M. Raisi a souligné que les jeunes révolutionnaires du monde entier considèrent Sayyed Hassan Nasrallah comme une icône révolutionnaire de l’anti-impérialisme.

« En Iran, en particulier, nous le considérons comme une personne éminente, et nous considérons son caractère comme immortel à la lumière de sa lutte et de sa résistance contre l’entité sioniste.

M. Raisi a également souligné le type particulier de confiance dont jouit le Hezbollah auprès des électeurs libanais et de Sayyed Hassan Nasrallah en particulier, affirmant qu’il s’agit d’une relation spéciale et profonde.

Il a également indiqué qu’il avait entendu dire que, même dans les territoires occupés, les Palestiniens avaient une grande confiance en Sayyed Nasrallah. Il a ajouté que la relation entre Sayyed Nasrallah et toutes les nations musulmanes, y compris l’Iran, est une relation profonde fondée sur la confiance.


Le peuple iranien

Le président iranien a souligné que le peuple iranien a été convaincu qu’il peut se tenir debout et gérer ses affaires de manière indépendante, sans dépendre de puissances étrangères.

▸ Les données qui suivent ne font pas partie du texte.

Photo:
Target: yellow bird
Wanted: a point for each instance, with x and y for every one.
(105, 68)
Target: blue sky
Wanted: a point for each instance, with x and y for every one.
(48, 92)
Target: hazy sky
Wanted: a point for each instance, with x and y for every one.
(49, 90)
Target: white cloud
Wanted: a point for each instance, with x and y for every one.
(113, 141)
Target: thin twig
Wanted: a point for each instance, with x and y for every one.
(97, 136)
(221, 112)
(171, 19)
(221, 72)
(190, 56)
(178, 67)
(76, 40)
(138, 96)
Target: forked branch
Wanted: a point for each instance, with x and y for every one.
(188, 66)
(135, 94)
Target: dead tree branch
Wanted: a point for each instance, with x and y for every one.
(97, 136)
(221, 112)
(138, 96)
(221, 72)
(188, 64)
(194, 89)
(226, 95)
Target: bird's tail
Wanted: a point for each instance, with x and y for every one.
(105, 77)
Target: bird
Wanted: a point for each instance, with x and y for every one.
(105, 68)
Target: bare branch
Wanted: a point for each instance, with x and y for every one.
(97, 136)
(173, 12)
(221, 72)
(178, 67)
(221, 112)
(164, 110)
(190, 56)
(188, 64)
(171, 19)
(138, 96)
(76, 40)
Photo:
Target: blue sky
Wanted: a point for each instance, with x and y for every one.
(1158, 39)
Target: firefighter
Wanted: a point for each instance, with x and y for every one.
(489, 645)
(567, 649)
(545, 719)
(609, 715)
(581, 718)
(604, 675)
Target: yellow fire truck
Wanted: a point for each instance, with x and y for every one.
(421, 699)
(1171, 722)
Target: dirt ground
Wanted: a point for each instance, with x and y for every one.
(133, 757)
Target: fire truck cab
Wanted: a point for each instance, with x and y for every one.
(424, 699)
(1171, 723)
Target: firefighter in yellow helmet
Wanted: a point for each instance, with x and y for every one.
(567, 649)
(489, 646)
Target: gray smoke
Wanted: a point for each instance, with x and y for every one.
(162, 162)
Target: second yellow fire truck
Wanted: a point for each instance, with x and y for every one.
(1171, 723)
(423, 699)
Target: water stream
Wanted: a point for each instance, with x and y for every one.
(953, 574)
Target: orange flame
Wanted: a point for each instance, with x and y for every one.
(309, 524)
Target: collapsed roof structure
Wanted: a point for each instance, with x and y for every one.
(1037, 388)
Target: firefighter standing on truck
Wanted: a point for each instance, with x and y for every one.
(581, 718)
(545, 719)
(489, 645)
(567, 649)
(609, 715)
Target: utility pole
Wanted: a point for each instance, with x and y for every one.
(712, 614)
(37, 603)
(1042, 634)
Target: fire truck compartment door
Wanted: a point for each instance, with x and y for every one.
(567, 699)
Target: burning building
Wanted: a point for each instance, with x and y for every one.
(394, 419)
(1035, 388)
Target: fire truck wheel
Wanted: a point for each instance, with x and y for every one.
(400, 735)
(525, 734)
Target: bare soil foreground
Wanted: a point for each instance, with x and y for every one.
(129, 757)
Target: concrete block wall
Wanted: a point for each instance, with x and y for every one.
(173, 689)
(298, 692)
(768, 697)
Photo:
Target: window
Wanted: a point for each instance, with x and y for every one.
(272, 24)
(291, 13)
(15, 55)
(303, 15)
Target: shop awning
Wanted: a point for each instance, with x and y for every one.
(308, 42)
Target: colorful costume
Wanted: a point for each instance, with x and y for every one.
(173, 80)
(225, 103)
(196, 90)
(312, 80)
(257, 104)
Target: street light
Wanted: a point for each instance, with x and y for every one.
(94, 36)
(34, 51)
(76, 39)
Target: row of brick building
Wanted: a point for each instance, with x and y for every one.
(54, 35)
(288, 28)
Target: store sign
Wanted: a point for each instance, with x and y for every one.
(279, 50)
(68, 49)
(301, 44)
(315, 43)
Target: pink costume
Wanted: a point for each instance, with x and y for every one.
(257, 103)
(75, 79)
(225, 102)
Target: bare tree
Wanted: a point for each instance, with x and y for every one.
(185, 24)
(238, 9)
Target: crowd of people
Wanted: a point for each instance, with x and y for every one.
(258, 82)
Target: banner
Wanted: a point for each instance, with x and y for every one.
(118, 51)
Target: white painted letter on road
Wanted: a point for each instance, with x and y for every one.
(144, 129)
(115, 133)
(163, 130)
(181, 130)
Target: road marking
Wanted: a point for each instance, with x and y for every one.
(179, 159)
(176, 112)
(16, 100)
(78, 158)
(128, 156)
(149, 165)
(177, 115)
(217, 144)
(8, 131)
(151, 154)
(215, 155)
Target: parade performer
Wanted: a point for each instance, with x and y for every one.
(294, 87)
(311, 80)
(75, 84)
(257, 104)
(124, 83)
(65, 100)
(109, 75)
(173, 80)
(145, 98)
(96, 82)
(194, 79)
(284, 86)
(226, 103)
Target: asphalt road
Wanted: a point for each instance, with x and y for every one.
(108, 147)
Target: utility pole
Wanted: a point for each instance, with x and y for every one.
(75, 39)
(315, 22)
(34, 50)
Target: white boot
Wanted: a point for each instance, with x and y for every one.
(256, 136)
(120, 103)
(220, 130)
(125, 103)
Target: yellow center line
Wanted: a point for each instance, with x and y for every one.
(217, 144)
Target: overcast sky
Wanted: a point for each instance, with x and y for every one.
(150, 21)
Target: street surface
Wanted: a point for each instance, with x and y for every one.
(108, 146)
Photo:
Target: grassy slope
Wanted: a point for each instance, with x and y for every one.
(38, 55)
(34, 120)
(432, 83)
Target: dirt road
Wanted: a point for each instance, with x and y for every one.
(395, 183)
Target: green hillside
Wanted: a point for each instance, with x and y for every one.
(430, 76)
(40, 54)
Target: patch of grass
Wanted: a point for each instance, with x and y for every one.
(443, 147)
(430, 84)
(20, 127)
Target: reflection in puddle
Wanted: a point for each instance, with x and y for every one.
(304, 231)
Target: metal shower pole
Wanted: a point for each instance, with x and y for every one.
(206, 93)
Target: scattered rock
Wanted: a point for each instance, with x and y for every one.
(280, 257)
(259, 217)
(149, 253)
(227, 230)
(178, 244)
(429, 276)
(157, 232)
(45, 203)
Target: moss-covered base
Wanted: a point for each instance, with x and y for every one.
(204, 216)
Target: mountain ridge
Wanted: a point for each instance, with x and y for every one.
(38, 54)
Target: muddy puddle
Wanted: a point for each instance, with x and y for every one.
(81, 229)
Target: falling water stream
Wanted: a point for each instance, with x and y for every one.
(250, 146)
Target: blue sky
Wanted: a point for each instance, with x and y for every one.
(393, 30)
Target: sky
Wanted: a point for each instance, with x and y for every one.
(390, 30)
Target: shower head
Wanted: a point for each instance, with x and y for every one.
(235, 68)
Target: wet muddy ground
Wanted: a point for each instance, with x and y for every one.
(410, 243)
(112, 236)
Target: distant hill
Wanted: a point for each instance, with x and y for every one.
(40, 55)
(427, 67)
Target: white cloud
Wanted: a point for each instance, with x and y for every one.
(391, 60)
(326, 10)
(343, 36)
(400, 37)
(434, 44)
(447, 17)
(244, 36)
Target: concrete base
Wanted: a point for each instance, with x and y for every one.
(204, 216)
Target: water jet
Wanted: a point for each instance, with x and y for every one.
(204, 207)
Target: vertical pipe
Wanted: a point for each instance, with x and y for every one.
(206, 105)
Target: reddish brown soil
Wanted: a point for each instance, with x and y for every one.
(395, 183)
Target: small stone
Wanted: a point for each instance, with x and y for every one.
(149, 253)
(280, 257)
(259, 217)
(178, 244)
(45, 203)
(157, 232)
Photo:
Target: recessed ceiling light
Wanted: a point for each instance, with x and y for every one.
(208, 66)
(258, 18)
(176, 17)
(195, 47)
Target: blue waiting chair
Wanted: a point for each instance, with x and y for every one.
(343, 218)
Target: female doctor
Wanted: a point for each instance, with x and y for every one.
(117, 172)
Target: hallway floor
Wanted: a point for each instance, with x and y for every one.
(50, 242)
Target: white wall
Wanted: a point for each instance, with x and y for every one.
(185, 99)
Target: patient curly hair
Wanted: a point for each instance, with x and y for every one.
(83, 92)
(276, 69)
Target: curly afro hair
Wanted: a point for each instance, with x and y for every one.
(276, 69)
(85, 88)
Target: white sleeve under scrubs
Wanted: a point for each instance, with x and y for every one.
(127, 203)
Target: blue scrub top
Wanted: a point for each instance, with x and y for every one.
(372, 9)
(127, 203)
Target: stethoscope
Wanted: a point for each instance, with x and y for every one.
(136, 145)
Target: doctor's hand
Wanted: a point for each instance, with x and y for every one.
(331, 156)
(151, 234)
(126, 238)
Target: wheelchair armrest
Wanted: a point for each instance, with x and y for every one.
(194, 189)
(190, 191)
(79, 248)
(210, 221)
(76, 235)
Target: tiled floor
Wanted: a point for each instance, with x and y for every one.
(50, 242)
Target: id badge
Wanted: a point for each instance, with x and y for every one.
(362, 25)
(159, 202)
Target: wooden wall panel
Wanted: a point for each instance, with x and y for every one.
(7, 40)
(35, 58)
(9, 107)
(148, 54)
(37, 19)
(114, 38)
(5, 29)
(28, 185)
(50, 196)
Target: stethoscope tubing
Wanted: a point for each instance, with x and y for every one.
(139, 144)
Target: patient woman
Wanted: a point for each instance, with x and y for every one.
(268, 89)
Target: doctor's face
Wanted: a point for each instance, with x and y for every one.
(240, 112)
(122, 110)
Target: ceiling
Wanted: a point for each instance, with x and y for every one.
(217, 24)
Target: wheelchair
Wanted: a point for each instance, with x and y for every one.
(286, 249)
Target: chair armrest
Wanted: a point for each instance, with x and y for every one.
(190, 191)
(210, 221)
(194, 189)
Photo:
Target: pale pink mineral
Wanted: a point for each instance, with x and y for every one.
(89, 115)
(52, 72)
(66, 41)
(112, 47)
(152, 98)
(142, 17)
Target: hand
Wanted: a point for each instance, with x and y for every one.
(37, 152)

« Cette confiance en ses propres capacités a été gravée dans l’esprit du peuple iranien, et c’est en soi la clé du succès et de la victoire du peuple iranien.

M. Raisi a également salué le rôle des dirigeants iraniens et les directives du leader Sayyed Ali Khamenei, affirmant qu’il était juste de dire que son éminence « dirige le peuple à travers tout, et malgré toutes les turbulences, il a dirigé le pays et lui a donné de la force ».

« Le peuple iranien a compris que ce système est une tente et que le pilier qui la soutient est le gardien des jurés et le dirigeant de la République islamique, c’est pourquoi il fait confiance à ces deux juridictions.

L’Iran est aujourd’hui parvenu à l’autosuffisance et a pu être un pays leader dans les secteurs de la défense et du nucléaire, a-t-il conclu.